I'm still new to this, so would like help on understanding what is going on here.

The "*/15 * * * *" I understand.
That's the "when" to run it (time schedule?).

The "/usr/bin/ntpdate -4 -u us.pool.ntp.org" I also understand.
It's the ntpdate command with two flags (4 and u).
I will read the man pages now to see what these flags to.
The us.pool.ntp.org is the server where we're taking the time from.
((I'll check with my ISP to see if they have a time server))


What I don't understand:
Why the ">/dev/null"?
I do know that /dev/null is "nothing-ness"... so stuff gets sent there to die a digital death.
Yet... why?
The best I can come up with: you're sending any returned messages (error?) to /dev/null.
If that's the case... what would happen if that line wasn't present?

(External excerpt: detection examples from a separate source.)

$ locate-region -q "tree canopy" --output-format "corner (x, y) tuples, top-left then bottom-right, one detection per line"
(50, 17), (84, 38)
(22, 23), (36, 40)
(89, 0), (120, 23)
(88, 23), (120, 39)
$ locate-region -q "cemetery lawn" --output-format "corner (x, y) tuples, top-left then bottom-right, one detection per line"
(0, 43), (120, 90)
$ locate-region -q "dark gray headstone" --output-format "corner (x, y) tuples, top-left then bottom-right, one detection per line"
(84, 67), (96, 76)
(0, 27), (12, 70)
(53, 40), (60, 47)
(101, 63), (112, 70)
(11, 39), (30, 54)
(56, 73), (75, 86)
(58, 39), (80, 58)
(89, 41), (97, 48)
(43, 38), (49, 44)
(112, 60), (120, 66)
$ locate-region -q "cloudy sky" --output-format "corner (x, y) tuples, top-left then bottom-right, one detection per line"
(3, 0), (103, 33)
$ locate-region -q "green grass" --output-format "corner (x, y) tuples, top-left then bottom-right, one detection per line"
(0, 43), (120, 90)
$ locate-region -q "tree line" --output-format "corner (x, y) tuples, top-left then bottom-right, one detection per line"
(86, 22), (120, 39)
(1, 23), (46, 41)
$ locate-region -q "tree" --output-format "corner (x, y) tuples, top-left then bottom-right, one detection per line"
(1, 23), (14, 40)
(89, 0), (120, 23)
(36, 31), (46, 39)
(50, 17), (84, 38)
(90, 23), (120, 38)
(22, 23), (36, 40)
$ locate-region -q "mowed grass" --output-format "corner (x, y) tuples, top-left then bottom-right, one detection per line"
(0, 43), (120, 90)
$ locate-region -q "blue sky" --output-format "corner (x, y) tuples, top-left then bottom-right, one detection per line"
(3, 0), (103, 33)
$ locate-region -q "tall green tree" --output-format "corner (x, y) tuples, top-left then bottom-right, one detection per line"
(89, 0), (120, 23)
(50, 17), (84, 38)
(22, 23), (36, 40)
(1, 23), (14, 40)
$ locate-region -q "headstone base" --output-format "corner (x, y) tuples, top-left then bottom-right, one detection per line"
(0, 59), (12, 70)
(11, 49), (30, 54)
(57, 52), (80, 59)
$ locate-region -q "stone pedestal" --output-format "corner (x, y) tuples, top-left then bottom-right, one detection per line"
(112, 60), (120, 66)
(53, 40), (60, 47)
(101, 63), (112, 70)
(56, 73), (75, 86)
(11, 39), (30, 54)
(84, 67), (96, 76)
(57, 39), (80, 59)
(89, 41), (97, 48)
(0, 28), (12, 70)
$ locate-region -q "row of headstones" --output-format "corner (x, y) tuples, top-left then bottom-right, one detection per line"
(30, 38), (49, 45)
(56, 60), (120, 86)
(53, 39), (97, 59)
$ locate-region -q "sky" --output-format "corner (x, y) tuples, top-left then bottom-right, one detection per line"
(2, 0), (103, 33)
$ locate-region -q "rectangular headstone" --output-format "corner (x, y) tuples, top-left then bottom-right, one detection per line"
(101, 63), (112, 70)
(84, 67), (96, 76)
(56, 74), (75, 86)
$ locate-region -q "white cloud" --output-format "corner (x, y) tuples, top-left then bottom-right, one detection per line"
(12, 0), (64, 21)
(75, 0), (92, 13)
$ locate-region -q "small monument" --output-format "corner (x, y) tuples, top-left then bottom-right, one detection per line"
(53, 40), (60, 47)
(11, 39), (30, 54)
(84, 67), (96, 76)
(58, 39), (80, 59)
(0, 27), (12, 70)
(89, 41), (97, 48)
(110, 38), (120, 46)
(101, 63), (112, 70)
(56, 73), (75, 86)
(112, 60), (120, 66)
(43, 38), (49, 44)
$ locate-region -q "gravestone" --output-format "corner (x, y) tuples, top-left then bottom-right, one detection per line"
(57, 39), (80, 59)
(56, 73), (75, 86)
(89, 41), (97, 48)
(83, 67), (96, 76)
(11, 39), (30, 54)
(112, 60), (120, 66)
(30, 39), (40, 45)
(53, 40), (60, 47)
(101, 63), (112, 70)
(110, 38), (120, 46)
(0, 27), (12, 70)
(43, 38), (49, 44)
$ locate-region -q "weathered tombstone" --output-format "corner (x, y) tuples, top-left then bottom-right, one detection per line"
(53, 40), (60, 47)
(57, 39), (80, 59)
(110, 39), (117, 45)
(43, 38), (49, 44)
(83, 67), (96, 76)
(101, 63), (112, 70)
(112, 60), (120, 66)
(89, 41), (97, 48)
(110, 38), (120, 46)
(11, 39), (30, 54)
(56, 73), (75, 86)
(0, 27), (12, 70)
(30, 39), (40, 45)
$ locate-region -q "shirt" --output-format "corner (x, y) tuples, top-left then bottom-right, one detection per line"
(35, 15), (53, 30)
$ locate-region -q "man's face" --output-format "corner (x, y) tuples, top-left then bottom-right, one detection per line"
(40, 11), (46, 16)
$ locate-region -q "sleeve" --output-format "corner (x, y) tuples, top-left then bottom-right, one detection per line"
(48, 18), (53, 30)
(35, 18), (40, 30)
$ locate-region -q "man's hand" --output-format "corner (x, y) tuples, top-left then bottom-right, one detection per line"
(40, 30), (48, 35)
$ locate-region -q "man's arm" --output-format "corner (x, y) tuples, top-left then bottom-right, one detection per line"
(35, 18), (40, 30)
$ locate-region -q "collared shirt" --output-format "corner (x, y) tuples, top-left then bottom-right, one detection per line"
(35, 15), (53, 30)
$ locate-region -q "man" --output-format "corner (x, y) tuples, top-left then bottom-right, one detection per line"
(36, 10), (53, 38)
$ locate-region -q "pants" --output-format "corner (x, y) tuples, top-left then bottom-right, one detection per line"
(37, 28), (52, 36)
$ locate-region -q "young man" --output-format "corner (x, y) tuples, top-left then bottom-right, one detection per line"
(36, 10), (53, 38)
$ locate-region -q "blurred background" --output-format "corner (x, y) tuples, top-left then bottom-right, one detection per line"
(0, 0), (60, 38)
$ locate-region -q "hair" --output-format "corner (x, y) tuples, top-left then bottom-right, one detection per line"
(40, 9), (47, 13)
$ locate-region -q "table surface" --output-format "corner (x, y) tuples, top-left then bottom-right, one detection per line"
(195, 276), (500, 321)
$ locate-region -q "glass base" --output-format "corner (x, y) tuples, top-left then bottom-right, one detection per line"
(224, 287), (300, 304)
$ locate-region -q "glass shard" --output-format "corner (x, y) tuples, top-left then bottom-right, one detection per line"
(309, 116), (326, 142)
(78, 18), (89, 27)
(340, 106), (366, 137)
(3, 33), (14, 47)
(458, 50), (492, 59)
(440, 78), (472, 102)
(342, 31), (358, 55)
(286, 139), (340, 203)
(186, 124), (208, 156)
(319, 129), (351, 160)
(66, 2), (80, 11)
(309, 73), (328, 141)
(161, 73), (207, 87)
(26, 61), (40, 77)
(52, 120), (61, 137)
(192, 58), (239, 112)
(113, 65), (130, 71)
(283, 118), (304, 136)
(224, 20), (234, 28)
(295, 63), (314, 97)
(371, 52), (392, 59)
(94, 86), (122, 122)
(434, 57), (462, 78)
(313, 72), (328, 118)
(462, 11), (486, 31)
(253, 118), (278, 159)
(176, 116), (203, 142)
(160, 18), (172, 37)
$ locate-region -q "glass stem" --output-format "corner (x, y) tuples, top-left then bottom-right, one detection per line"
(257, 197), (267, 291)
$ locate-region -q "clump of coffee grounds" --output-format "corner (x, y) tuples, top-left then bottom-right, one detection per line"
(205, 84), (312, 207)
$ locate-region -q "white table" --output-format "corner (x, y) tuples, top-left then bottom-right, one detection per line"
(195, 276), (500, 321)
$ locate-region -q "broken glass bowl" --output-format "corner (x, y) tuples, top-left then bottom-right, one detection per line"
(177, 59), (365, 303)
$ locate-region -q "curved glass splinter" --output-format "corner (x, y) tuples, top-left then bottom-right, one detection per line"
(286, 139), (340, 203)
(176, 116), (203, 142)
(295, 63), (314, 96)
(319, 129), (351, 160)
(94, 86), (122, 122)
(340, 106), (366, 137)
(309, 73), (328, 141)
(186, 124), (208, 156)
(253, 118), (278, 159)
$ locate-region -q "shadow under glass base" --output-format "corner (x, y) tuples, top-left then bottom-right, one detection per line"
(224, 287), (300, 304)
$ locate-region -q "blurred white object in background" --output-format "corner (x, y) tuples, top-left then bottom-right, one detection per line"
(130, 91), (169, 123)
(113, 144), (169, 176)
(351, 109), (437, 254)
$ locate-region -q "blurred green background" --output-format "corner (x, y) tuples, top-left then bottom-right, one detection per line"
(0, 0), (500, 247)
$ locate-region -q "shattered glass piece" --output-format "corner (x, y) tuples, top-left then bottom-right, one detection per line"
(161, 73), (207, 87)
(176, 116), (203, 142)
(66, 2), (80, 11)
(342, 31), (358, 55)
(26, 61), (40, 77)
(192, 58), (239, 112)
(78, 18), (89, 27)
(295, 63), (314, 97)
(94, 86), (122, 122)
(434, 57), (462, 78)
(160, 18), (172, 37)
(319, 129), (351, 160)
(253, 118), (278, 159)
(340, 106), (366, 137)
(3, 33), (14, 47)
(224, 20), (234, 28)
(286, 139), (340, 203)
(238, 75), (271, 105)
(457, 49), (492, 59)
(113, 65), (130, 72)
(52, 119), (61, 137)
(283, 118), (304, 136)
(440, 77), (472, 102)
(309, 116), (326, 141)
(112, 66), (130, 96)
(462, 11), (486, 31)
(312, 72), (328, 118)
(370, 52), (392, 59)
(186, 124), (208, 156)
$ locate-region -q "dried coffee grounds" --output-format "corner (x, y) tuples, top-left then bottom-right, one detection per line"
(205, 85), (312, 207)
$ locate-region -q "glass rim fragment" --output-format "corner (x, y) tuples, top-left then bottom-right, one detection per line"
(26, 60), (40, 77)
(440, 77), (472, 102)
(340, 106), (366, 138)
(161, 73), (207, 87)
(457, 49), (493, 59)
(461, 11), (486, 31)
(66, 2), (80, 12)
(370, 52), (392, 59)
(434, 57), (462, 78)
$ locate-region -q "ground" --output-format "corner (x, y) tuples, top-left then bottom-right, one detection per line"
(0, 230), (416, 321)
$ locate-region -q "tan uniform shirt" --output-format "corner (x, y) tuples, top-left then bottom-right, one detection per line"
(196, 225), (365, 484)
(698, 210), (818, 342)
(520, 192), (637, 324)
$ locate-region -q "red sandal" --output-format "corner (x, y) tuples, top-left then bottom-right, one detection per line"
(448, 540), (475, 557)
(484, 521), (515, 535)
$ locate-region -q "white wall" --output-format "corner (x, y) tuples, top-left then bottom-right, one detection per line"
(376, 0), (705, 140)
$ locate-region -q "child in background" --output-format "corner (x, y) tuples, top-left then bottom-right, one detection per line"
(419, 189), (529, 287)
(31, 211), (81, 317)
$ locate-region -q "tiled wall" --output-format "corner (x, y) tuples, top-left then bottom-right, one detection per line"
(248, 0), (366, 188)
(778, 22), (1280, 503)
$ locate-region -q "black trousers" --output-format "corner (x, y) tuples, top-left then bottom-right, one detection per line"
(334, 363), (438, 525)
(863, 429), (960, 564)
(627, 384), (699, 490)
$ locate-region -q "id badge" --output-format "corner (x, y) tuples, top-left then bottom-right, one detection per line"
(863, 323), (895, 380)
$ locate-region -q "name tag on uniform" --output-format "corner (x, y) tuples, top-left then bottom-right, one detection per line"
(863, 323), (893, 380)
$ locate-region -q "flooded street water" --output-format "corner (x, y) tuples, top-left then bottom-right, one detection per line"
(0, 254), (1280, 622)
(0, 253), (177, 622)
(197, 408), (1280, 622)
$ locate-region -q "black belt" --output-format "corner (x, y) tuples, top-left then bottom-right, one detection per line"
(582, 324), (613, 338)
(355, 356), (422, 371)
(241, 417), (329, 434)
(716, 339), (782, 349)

Is there a "standard log file" where these messages go?

And finally...
What is the "2>&1" for?
That... I have no idea.

THANK YOU everyone!
Very happy over here!


----------



## SirDice (Oct 5, 2012)

AJ-BSD said:
			
		

> The best I can come up with: you're sending any returned messages (error?) to /dev/null.
> If that's the case... what would happen if that line wasn't present?
> 
> Is there a "standard log file" where these messages go?


Any output generated by a cronjob will get emailed to the user that runs the cronjob. The redirection to /dev/null simply prevents this as all output is send to the bit bucket.



> What is the "2>&1" for?



> /dev/null redirects STDOUT to /dev/null. 2>&1 redirects STDERR to STDOUT.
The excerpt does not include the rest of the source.